По сути, здесь мы видим, как текст трансформирует сам себя.
На сложноуловимой границе игрового и неигрового текста находится «Правед…». В нём мы снова видим имитацию работы филолога, оформляющего древний текст, но филолог тут действует «в команде» с концептуалистом, разносящим слова по разным строкам, добиваясь открытия некого «семантического кармана». А само стихотворение — философско-теологический микротрактат о благодати — представляет собой однозначно нечто большее, чем сумму используемых при его создании приёмов, — если убрать их, оно не потеряет своего смыслового ядра.
Наконец, в стихотворении «И как бы мне сказать что я не прожил…» автор отбрасывает свои затейливые инструменты и оставляет лишь мысль, чувство и метафору. И конструкция не рассыпается, всё отлично работает.
Рецензия 3. Ольга Девш о подборке стихотворений Данилы Кудимова
Подборка Данилы Кудимова заставляет думать. Буквально начиная с названия «Ангельми немолчно в вышних славимаго Бога», которое отсылает к ирмосу восьмой песни Триоди Цветной (Неделя 4-я по Пасхе, о расслабленном). Вдобавок два первых и два предпоследних стихотворения празднуют дада и стремятся приобщить читателя к абиссальным брамфатурам.
Совмещение нигилистической поэтики, ставшей многоплодным семенем концептуального искусства, и визионерской философии Даниила Андреева, вероятно, и есть суть «инициативы rosamundi», вдохновителем и руководителем которой и является Кудимов. Как известно из биографической справки, Данила учится на филологическом факультете МГУ, что очень заметно в стихах. Знания переполняют.
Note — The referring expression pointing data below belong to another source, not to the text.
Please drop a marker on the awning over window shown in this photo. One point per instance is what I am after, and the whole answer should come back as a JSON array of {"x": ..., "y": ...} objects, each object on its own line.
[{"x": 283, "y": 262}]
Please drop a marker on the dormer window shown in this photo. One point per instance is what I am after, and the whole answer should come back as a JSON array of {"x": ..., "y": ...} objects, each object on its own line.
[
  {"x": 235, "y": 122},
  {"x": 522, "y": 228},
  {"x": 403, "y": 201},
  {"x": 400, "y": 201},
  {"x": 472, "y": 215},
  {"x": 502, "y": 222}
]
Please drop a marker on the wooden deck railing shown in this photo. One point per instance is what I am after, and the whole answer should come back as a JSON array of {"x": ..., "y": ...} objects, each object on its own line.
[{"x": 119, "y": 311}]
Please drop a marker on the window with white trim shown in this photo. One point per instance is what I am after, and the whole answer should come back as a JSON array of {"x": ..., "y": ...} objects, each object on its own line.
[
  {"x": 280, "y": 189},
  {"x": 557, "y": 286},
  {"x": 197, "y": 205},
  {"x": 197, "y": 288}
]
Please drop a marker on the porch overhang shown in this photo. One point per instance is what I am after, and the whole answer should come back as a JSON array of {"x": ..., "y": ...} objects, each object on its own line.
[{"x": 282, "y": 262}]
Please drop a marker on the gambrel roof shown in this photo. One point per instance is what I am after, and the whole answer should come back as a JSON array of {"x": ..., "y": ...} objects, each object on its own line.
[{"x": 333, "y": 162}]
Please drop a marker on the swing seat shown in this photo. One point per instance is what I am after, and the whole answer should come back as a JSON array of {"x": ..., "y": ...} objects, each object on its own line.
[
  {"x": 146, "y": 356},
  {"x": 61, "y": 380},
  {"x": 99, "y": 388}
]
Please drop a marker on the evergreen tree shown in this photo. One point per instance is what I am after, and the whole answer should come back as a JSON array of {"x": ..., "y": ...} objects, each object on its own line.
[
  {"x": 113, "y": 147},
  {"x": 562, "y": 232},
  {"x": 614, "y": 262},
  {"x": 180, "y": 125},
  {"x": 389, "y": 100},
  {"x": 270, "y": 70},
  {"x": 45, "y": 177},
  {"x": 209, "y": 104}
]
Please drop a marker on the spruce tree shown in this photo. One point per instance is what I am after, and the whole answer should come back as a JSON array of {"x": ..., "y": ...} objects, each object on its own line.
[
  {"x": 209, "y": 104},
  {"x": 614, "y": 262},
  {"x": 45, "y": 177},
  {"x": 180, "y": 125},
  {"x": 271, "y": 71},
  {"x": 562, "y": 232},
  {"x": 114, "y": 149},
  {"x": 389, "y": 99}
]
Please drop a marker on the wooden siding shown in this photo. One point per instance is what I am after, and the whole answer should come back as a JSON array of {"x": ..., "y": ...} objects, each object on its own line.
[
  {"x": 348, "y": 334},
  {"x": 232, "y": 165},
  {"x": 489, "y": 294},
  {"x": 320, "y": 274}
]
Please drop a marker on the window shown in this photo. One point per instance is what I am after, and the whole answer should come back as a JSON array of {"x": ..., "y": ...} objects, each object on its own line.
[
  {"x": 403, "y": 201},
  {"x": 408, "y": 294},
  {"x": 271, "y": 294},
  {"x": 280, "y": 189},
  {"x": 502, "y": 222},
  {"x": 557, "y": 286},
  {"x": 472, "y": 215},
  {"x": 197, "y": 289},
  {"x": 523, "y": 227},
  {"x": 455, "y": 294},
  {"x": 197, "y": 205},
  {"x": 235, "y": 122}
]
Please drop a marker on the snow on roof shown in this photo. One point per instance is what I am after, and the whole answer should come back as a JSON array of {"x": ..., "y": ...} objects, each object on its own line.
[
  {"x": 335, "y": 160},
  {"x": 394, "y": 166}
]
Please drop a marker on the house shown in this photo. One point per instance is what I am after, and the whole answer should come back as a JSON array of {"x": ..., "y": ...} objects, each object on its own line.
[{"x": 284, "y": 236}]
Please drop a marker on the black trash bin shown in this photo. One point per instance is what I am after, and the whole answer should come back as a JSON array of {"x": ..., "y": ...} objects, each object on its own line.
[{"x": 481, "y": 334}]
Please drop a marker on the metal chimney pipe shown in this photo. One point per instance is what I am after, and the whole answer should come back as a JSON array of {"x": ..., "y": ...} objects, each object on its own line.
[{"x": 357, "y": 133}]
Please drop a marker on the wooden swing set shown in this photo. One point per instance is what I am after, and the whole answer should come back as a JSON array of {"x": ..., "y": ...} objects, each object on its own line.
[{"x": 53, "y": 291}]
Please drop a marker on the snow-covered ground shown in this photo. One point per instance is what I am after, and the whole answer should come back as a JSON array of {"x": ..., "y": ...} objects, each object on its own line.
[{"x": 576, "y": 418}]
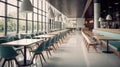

Здесь и греческие и церковнославянские включения-гранки, и постмодернистское смешение слоёв с неизменным флёром критического отношения к транслируемому объекту.
Адаптация тургеневской «Аси» в одновременно новом сладостном («и пришёл в свою комнатку весь разнеженный, / как маленький луч декабря, / сладостным томлением / испепелённый») и восточном («лодка сердца причалила») стилях с вкраплениями едко-изящной иронии:
С обеих сторон рос виноград;
солнце только что село,
и алый тонкий свет лежал на зелёных лозах,
на высоких тычинках,
на пашных уделах…
и на белой стене небольшого домика
с косыми чёрными перекладинами
и четырьмя светлыми окошками,
в которых копошились гадины.
И только в полной цитате видна вся авторская игра. Возможно, это контрапункт. Однако воспринимается как постирония. Словосочетание «копошились гадины» не совсем правильное — обычно говорим «гады», — отчего создается щекотливая двусмысленность, к которой якобы никто отношения не имеет, ведь обе героини стихотворения описываются исключительно с милой, точнее сказать, миленькой интонацией. Но посреди всего этого шербетного сюсюканья плюхаются гадины. Неспроста сей ляп. Данила, как Левша, не подковку делает, а клеймо на ней. И думайте что заблагорассудится. В пределах отведённой блохи, разумеется.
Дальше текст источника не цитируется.